Penultimo atto della discografia Supertramp. Siamo nel 1997 e il gruppo dopo qualche anno di sbandamento si ricompatta, con alcune facce nuove, intorno al pianista cantante e compositore Rick Davies. Perso ormai da tempo il treno per continuare a stare fra i grandissimi del pop rock, la formazione si accontenta di assecondare le voglie adulte del leader, sempre oscillanti fra jazz blues, vocine ironiche in falsetto, elegante e ritmico accompagnamento pianistico. Ora però emerge un ulteriore restringimento della peculiarità della banda, già fortemente menomata dall’abbandono di Roger Hodgson tanti anni prima.

Ne è simbolo l’iniziale, interminabile (dieci minuti) “It’s a Hard World” dove tutte le voglie jazz e soul di Davies vengono sfogate in un esteso, notturno vagabondaggio rhythm&blues di classe indubbiamente sopraffina, ma purtroppo privo di consistenza tematica e quindi adeguata accessibilità.

Si sente bene che l’album è più accurato dei precedenti… gran suoni e bel groove strumentale coi nuovi musicisti che sono assai migliori di quelli che non ci sono più. Ad esempio il fresco acquisto alla chitarra Carl Verheyen è un musicista da sballo, anche se qui è sotto impiegato.
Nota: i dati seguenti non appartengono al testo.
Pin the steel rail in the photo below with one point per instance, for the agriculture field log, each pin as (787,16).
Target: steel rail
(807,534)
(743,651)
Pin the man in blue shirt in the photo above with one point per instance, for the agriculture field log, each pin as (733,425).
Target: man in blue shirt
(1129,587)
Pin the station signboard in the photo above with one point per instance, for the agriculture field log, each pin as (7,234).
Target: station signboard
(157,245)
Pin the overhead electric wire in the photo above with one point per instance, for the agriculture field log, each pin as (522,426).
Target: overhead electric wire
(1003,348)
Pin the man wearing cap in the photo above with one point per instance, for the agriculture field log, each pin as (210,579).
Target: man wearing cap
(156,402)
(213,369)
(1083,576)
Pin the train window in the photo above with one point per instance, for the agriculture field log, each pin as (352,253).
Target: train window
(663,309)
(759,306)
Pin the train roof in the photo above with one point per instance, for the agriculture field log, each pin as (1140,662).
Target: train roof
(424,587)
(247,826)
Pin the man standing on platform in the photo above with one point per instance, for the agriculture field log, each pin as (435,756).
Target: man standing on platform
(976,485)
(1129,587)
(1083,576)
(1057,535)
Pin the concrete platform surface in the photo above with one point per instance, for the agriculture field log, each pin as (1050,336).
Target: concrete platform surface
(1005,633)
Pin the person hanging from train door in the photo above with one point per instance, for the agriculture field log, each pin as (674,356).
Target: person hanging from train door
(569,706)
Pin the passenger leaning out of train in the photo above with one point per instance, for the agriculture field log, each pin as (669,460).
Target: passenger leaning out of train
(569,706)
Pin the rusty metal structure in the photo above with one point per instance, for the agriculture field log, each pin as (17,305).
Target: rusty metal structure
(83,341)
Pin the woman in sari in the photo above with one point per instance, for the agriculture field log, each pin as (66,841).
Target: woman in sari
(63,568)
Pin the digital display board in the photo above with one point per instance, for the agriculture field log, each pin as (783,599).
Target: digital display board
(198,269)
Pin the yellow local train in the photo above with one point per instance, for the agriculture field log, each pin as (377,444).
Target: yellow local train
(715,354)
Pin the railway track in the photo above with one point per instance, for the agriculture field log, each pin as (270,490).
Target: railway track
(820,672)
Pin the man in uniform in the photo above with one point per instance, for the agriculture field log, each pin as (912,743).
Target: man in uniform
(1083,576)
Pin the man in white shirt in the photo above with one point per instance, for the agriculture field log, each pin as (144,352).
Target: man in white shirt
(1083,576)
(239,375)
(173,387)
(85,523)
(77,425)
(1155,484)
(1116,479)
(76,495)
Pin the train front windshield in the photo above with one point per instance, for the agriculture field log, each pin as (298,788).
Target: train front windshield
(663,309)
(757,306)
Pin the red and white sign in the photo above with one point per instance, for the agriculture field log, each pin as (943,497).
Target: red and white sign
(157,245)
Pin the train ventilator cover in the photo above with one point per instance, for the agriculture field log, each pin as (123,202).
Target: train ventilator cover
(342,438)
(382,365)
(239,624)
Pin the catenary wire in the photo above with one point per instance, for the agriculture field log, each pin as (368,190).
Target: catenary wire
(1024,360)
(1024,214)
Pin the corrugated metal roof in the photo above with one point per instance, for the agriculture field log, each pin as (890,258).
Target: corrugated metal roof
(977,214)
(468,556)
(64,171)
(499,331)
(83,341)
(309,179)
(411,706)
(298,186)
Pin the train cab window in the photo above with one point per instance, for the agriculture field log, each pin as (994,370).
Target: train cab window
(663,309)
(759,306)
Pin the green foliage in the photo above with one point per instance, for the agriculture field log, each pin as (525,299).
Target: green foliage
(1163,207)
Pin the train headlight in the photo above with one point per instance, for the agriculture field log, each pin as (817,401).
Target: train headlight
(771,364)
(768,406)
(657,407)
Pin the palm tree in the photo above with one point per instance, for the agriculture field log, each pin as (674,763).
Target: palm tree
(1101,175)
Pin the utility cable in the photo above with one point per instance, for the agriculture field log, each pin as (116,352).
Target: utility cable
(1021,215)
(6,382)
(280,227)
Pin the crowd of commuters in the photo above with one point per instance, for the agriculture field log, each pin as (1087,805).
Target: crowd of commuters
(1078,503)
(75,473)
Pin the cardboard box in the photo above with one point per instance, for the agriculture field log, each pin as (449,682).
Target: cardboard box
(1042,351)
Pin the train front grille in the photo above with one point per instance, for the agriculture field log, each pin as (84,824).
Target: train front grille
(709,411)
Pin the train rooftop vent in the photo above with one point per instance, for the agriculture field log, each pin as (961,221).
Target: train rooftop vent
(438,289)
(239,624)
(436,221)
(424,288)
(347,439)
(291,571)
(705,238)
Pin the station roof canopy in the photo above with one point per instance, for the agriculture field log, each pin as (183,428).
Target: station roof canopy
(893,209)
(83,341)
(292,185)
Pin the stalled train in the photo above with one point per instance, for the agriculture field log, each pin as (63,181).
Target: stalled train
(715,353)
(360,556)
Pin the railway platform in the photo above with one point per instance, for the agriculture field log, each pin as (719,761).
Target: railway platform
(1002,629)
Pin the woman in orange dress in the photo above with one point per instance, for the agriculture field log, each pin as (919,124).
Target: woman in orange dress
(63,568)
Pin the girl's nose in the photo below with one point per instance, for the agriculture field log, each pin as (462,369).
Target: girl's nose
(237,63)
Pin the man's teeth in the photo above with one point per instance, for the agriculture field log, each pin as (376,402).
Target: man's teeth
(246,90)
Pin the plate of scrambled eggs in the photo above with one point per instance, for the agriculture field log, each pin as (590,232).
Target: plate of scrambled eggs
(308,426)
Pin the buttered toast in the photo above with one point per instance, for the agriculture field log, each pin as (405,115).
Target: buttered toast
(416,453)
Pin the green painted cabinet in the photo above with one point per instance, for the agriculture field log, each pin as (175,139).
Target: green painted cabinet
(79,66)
Però nel genere musicale e nel modo di comporre si è scivolati verso lo scolastico, lo standardizzato, l’immemorabile senza speranza. Il disco suona perciò benissimo, intrattiene, ma i veri Supertramp erano altro: portavano melodie imprevedibili e trancianti, sequenze di accordi sorprendenti, riff di pianoforte scolpiti e sublimi… Davies prende qui ad essere una specie di Ray Charles dei poveri, bravo e appassionato quanto superfluo, con questa regressione verso i suoi maestri neri che appare tanto rispettosa e adeguata quanto inutile, anzi dannosa perché sull’altro piatto della bilancia va a farsi fottere la specificità dei Supertramp, persa per strada quasi del tutto.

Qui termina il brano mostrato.